Detection of occult bone metastases can be critical in determining the management of patients with renal cell carcinoma, especially when standard of care imaging techniques test negative.
18F-NaF PET/CT is significantly more sensitive at detecting renal cell carcinoma (RCC) skeletal metastases than conventional than bone scintigraphy or computed tomography (CT), according to an article published online ahead of print in the Annals of Oncology.

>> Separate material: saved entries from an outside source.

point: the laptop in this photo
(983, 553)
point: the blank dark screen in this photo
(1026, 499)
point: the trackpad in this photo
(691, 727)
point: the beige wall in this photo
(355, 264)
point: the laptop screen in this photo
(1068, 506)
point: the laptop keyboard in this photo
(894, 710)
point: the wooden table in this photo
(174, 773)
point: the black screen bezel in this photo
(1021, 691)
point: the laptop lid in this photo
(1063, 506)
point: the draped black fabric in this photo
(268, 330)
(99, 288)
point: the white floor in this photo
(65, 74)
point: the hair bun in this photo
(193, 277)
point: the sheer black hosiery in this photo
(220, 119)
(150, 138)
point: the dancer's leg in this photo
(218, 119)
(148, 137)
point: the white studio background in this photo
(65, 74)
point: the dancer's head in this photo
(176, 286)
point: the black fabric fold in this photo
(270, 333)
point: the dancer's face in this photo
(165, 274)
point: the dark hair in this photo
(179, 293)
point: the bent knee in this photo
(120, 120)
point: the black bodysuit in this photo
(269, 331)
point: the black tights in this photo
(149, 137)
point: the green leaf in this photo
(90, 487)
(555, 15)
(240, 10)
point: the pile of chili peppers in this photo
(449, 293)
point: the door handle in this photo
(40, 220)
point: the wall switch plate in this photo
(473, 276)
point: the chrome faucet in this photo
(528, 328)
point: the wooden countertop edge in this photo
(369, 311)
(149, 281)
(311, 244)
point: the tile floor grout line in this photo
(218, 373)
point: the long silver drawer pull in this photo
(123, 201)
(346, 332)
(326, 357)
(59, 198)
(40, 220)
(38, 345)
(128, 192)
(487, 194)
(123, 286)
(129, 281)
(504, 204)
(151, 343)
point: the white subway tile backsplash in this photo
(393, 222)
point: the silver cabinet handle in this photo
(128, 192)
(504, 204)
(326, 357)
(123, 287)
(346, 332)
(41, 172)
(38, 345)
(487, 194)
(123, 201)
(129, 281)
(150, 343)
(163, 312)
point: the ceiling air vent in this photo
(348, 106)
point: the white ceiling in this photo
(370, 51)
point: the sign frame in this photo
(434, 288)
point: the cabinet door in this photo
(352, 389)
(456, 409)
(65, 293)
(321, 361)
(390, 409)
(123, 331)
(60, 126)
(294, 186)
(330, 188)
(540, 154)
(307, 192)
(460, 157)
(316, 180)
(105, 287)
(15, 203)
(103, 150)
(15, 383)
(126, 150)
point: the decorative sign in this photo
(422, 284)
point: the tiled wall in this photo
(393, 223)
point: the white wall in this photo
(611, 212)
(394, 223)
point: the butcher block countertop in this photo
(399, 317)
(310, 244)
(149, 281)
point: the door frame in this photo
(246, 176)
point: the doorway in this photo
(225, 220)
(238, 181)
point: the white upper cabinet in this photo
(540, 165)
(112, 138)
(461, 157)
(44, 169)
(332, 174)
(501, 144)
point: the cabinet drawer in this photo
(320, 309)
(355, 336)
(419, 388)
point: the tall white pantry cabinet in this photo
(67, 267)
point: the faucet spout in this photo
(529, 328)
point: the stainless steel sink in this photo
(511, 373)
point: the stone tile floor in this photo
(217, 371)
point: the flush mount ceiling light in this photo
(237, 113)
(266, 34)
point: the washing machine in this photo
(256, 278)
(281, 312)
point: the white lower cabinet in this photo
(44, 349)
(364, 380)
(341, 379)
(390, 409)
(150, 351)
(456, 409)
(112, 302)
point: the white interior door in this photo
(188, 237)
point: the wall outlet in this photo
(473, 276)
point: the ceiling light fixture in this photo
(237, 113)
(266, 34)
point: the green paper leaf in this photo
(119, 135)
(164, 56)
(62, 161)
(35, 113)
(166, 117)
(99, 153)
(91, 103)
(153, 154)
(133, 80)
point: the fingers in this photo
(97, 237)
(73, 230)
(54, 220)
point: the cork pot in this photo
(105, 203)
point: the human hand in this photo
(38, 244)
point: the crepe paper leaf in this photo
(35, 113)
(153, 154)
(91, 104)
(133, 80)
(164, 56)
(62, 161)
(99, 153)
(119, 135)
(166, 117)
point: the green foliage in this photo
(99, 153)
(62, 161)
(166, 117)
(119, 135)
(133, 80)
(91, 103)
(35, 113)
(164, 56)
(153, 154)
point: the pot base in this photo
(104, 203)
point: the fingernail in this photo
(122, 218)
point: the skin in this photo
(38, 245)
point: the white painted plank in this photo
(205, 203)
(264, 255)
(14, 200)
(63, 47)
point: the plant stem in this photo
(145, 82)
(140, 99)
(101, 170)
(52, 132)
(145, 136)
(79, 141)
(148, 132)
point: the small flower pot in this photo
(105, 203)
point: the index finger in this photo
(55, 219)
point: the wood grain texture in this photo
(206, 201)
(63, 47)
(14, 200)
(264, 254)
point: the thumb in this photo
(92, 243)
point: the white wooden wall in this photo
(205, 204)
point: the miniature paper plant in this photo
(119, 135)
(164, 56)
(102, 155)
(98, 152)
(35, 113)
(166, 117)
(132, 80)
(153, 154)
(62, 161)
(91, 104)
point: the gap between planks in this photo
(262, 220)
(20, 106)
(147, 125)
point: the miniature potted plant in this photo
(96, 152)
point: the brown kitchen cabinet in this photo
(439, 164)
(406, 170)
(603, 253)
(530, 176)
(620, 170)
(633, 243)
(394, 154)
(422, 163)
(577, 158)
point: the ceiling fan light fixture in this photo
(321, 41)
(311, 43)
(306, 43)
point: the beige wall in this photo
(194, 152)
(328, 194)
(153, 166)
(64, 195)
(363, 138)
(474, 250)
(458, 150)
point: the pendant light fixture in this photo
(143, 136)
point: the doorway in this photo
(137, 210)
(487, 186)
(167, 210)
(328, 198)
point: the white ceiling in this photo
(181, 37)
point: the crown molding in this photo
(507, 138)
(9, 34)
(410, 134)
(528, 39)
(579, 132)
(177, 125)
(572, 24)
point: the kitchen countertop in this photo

Researchers assessed the sensitivity of 18F-labelled sodium fluoride in conjunction with positron emission tomography/computed tomography (18F-NaF PET/CT) for detecting bone metastases compared to imaging with bone scinigraphy or CT.
They used an adaptive two-stage trial design, which was stopped after the first stage because of statistical efficacy.
Ten patients with stage 4 RCC and bone metastases were imaged with 18F-NaF PET/CT and 99mTc-labelled methylene diphosphonate (99mTc-MDP) bone scintigraphy, including pelvic single photon (SPECT).
RELATED: Nivolumab Superior to Everolimus for Previously-treated Renal Cell Carcinoma
A total of 77 lesions were diagnosed as malignant: 100% were identified by 18F-NaF PET/CT, 46% by CT, and 28% by bone scintigraphy/SPECT.
Standard-of-care imaging with CT and bone scintigraphy identified 65% of the metastases reported by 18F-NaF PET/CT.
- Gerety EL, Lawrence EM, Wason J, et al. Prospective study evaluating the relative sensitivity of 18F-NaF PET/CT for detecting skeletal metastases from renal cell carcinoma in comparison to multidetector CT and 99mTc-MDP bone scintigraphy, using an adaptive trial design. Annals of Oncol. 2015. [epub ahead of print]. doi: 10.1093/annonc/mdv289.